Lamezia Terme - Due salienti casi di cronaca, riguardanti rispettivamente Calabria Etica e Calabresi nel Mondo, sono stati affrontati in parallelo in un incontro a Piazza Mazzini dal candidato a sindaco del Movimento 5 stelle Pino D’Ippolito e dal sen. Nicola Morra. Non casuale ma politica, secondo D’Ippolito, sarebbe stata la scelta di erogare a Calabria Etica fondi strutturali europei – girati dalla Regione Calabria – in due trance: la prima in occasione delle elezioni regionali, la seconda alle amministrative di Lamezia. “Tale scelta ha portato nel primo caso all’elezione di un candidato vibonese, ex assessore alla Regione Calabria, che è stato fra l’altro il più votato a Lamezia.
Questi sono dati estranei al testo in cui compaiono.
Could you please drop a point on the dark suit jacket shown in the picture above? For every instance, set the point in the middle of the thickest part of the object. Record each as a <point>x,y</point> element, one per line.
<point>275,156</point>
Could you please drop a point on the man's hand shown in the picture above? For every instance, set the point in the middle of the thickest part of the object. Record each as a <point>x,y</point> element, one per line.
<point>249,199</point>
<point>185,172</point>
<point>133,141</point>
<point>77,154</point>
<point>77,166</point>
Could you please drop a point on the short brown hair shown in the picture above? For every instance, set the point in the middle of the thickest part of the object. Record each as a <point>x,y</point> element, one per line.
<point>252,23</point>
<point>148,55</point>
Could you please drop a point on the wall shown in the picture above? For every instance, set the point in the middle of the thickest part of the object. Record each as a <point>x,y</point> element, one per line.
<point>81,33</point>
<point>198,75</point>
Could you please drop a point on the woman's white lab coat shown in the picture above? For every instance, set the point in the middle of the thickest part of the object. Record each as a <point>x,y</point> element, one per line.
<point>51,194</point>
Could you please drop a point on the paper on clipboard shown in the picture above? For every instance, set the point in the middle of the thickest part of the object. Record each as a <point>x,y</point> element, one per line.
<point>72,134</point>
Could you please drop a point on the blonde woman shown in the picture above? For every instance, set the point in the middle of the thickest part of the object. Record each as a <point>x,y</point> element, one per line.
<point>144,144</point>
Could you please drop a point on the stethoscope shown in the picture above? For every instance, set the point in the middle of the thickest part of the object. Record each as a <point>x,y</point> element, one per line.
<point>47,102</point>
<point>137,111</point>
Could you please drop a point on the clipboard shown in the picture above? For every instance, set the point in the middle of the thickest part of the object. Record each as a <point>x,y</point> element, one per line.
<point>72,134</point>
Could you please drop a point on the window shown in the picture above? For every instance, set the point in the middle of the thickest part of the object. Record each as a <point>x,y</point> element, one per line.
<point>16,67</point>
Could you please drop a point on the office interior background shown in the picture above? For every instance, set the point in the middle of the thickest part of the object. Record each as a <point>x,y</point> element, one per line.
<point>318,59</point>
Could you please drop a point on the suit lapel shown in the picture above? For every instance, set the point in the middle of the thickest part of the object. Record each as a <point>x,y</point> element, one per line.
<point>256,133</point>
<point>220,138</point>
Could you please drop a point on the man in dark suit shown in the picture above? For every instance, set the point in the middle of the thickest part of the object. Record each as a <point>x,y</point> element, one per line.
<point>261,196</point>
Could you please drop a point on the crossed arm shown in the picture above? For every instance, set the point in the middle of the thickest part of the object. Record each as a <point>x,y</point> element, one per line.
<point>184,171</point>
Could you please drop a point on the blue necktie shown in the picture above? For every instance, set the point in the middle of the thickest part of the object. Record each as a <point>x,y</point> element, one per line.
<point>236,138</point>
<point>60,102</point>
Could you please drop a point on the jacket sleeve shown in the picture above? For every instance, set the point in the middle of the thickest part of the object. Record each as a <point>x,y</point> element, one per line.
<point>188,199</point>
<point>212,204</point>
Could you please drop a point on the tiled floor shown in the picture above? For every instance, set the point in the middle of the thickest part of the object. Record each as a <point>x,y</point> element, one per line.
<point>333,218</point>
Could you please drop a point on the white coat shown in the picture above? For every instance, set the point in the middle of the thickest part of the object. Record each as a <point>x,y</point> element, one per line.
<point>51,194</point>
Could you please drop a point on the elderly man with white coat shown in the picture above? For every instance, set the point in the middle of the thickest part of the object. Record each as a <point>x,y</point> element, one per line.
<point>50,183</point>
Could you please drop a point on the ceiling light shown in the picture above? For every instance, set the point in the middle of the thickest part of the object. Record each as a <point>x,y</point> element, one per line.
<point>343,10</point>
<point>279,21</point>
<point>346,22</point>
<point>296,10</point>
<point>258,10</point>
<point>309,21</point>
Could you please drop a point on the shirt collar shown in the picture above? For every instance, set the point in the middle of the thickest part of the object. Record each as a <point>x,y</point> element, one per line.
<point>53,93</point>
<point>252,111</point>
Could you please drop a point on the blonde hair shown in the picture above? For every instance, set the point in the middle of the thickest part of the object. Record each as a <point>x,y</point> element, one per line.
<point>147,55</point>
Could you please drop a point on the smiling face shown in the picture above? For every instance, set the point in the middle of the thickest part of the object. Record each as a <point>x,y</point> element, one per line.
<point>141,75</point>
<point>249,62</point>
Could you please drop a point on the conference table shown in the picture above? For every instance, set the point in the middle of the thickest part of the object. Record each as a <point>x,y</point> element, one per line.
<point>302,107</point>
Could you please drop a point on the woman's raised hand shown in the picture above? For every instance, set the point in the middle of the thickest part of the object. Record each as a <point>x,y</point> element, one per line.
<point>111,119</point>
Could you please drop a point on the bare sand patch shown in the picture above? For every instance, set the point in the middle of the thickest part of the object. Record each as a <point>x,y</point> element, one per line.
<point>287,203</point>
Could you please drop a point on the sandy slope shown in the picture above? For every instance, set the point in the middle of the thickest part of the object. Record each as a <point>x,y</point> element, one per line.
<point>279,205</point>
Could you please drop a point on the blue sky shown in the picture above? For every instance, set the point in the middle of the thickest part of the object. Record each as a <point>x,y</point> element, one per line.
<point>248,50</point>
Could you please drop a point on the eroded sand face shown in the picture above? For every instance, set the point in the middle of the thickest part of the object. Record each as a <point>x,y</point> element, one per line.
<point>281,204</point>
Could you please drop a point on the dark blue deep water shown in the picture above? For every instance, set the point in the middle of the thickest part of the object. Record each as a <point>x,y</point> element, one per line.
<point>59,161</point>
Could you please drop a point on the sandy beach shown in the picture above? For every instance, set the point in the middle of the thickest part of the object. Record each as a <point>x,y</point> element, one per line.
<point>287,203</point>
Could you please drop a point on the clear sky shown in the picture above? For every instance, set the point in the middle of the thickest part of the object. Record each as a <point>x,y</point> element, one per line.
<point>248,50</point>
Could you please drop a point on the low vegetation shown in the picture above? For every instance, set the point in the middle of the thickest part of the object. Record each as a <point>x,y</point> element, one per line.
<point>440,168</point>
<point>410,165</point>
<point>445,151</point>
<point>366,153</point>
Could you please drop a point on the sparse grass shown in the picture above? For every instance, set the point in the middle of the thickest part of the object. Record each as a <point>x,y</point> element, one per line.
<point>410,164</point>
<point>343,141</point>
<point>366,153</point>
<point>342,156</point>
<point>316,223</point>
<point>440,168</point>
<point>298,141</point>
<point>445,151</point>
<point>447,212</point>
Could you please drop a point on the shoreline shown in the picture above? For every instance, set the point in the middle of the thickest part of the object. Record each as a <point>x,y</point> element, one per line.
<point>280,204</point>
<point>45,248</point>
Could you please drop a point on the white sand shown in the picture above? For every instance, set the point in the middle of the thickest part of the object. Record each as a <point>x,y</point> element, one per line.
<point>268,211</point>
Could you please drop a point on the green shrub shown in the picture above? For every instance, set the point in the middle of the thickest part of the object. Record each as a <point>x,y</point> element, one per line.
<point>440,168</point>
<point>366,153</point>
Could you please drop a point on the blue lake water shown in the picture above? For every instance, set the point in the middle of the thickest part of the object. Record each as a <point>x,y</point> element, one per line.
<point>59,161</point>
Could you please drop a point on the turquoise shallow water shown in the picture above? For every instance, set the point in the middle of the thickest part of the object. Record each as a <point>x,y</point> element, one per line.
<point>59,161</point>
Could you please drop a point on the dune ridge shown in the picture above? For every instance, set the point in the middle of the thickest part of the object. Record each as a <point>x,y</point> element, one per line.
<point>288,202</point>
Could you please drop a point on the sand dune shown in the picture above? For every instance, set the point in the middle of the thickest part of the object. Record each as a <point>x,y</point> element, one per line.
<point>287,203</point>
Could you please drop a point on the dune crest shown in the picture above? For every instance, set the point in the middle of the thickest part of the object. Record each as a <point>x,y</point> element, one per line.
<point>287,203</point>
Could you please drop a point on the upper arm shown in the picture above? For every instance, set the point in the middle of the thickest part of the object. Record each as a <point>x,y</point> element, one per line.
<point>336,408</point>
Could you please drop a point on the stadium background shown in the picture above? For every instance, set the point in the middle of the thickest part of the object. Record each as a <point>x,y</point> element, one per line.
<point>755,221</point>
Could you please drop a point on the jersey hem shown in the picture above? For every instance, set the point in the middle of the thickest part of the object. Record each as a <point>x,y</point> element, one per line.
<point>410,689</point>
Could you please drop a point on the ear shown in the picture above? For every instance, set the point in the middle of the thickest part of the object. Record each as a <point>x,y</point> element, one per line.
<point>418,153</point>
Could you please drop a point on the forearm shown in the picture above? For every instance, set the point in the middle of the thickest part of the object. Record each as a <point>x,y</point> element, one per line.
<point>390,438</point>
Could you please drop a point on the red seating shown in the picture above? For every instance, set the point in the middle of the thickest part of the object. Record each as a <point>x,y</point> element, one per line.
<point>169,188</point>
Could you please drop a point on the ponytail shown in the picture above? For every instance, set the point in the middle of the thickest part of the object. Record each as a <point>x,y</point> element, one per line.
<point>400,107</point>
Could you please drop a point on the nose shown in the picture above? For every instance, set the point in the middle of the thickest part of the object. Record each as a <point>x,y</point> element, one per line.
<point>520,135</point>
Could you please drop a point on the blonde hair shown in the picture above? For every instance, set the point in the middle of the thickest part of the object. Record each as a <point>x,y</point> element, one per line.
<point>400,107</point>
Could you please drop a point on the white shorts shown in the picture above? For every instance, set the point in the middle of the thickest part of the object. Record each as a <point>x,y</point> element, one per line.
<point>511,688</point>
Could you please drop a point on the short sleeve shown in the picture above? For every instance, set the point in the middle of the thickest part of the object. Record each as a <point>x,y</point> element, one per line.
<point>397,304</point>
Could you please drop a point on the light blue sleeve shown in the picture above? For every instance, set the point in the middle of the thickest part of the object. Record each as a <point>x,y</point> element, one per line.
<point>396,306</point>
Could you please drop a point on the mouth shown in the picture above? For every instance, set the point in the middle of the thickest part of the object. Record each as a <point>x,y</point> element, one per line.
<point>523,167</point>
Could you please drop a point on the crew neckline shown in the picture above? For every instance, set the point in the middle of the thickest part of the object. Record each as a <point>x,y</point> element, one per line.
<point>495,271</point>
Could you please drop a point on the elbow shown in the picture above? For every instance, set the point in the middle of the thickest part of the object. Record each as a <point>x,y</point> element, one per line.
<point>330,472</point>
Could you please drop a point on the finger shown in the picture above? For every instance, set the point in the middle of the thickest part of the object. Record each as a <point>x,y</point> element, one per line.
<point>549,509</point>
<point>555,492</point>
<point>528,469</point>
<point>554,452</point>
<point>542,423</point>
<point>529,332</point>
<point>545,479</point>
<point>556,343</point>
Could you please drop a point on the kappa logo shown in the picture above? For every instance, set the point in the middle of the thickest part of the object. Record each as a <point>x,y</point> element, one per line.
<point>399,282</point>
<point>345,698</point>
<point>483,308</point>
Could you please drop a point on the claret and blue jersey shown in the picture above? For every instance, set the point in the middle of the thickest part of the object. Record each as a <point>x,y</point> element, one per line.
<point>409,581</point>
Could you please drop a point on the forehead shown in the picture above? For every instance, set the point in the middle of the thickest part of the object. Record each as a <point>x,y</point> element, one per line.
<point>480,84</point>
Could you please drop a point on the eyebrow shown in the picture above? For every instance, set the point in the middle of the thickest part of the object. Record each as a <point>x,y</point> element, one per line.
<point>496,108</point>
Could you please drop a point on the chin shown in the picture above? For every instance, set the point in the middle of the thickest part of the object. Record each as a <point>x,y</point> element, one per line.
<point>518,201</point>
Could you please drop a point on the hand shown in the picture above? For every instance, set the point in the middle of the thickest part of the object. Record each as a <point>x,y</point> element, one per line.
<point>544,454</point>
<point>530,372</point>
Nel secondo caso – dice D’Ippolito riferendosi al presente – è emerso il caso delle assunzioni: ma esiste un decreto della Stasi che obbliga le fondazioni a non fare assunzioni prima delle elezioni, cosa che lega la clientela al vincolo del voto”. Rispetto alla questione dei 250 contratti revocati dal commissario di Calabria Etica D’Ippolito rassicura di volersi far carico di quei lavoratori .

“Fra i nomi di Calabria Etica esistono dirigenti contrattualizzati a 70.000 euro l’anno – aggiunge il candidato – ma anche stipendi da 1000 o 700 euro al mese. E non sono colpevoli, ma vittime.” Ancora più eclatante sarebbe il caso di Calabresi nel Mondo che secondo D’Ippolito vede assunte persone con doppio e triplo lavoro: “ Abbiamo assessori in carica e appartenenti a schieramenti che hanno fatto riferimento alla giunta Speranza. E’ notorio che la fondazione è gestita da Pino Galati che ha deciso di assicurare loro uno stipendio da 15.000 euro extra”. Più generale, ma costellato di esempi, l’intervento di Morra che ha affermato: “E’ grande la fantasia di chi amministra nel portare danni alla cosa pubblica. Per questo serve scrupolo, rigore, zelo nel controllare gli atti. Le fondazioni sono strumento prediletto dei politici per fare razzia di denaro pubblico. Il paese rinascerà solo se avviene una rinascita morale”. Poi cita altri casi calabresi di malapolitica : gli interventi inopportuni e forse illegali al sito archeologico di Capo Colonna, il fallimento della società aeroportuale del S. Anna e la necessità di un’unica società che gestisca gli aeroporti calabresi. Ancora, per quanto riguarda Cosenza, l’elezione contemporanea di Antonio Ruffolo alle provinciali in una lista di centro sinistra e alle comunali come candidato dell’UDC a fianco al sindaco Mario Occhiuto. Quindi l’appello a non fare particolarismi: “Solo insieme si cresce” conclude Morra.